Overview
Sailor-1.8B-Chat is a 1.8 billion parameter instruction-tuned language model developed by sail, designed with a strong focus on South-East Asian (SEA) languages. Built upon the Qwen 1.5 architecture, this model is part of a suite of Sailor models ranging from 0.5B to 14B parameters. It has been continually pre-trained and fine-tuned using a combination of public datasets, with careful data curation and deduplication to enhance performance in SEA languages.
Key Capabilities
- Multilingual Proficiency: Optimized for Indonesian, Thai, Vietnamese, Malay, and Lao, while retaining strong performance in English and Chinese.
- Instruction Following: Fine-tuned with open-source instruction datasets like aya_collection, aya_dataset, and OpenOrca for chat-based applications.
- Reasoning and QA: Benchmarking results indicate proficiency in tasks such as question answering and commonsense reasoning.
Training Details
The model underwent continuous pre-training from Qwen 1.5, leveraging large public corpora including SlimPajama, SkyPile, CC100, and MADLAD-400. The training involved 200-400 billion tokens, with systematic experiments to balance language weights, ensuring robust performance across its target languages without significant compromise on English and Chinese capabilities.
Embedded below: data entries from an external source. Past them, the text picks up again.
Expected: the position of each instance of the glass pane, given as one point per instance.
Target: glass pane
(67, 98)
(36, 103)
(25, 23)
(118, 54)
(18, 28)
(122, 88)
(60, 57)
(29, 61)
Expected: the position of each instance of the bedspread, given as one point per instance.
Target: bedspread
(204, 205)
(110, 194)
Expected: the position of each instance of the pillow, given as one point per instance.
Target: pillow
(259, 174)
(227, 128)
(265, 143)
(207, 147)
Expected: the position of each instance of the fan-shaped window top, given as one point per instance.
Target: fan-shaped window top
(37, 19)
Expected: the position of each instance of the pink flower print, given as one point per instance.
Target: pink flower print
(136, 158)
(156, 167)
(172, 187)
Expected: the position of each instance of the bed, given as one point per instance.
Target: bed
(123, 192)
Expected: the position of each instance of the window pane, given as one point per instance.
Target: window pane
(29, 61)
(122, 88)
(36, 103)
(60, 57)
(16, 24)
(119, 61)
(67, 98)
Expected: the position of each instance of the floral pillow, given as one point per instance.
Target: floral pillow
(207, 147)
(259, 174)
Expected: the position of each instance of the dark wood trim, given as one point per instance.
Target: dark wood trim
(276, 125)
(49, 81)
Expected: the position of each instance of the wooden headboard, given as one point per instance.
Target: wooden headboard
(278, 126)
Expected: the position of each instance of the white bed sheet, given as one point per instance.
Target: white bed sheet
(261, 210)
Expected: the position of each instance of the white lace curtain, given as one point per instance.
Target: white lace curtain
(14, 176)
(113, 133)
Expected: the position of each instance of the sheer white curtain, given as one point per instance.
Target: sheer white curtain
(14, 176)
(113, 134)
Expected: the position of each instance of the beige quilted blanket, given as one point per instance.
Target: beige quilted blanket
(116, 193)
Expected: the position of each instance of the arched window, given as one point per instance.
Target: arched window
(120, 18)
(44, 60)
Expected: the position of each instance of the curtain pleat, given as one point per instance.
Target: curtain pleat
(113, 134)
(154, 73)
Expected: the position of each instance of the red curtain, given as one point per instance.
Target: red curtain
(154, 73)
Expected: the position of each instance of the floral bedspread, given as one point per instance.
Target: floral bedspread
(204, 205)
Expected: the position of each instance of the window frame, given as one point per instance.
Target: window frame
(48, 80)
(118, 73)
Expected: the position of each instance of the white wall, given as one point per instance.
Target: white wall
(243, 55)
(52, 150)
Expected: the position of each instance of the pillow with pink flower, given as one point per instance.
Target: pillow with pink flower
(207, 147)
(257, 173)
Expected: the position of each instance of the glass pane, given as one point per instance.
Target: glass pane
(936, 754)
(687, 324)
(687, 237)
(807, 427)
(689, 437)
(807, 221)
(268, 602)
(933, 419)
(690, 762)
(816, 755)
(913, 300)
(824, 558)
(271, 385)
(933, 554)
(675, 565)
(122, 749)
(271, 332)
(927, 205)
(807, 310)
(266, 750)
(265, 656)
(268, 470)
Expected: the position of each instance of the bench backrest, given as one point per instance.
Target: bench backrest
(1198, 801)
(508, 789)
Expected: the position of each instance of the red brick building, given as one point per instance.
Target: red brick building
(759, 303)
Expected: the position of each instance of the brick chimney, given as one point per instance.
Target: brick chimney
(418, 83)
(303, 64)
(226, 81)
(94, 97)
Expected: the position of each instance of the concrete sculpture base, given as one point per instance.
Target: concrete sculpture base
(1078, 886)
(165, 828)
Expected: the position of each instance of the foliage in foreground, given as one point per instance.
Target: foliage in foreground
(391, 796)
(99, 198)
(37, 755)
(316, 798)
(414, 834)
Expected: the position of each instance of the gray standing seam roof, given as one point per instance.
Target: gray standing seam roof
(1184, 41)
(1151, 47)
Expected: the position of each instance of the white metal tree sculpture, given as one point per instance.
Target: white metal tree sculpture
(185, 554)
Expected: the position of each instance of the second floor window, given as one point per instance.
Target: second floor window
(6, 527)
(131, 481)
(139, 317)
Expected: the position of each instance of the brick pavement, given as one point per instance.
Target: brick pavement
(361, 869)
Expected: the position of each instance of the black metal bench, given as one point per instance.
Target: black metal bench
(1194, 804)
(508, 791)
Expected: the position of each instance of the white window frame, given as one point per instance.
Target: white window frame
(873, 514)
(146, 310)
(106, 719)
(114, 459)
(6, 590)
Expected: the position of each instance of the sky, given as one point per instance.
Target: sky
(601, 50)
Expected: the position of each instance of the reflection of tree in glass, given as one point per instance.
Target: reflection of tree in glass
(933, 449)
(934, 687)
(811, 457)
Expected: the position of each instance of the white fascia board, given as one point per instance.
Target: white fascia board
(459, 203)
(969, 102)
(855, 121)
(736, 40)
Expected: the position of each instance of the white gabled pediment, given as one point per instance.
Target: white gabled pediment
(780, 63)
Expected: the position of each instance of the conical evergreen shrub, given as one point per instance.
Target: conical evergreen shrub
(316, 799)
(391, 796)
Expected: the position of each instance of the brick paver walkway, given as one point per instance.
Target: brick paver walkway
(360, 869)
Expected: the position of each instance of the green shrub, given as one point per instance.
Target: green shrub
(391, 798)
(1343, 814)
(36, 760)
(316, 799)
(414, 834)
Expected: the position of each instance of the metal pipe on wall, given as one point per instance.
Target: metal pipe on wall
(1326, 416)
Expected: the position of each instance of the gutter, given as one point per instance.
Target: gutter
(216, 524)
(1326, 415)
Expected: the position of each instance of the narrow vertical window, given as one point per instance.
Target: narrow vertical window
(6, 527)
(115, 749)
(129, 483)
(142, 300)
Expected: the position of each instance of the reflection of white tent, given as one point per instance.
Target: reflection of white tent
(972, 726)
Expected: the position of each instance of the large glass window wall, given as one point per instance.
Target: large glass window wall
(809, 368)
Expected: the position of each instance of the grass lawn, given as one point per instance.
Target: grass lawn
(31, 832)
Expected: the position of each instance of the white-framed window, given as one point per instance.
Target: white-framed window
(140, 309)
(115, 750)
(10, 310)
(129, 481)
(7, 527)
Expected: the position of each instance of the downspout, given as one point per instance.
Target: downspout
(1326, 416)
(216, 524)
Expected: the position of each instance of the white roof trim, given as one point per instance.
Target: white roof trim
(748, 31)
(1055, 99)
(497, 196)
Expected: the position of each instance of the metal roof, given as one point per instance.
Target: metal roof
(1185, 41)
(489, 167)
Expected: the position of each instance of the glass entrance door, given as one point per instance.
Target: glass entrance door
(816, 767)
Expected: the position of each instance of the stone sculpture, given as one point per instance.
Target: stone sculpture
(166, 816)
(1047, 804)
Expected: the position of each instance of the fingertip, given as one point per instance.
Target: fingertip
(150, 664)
A technical report is available for more details: arxiv.org/pdf/2404.03608.pdf.
Good For
- Applications requiring strong language understanding and generation in South-East Asian languages.
- Chatbots and conversational AI systems targeting users in Indonesia, Thailand, Vietnam, Malaysia, and Laos.
- Research and development in multilingual NLP, particularly for low-resource SEA languages.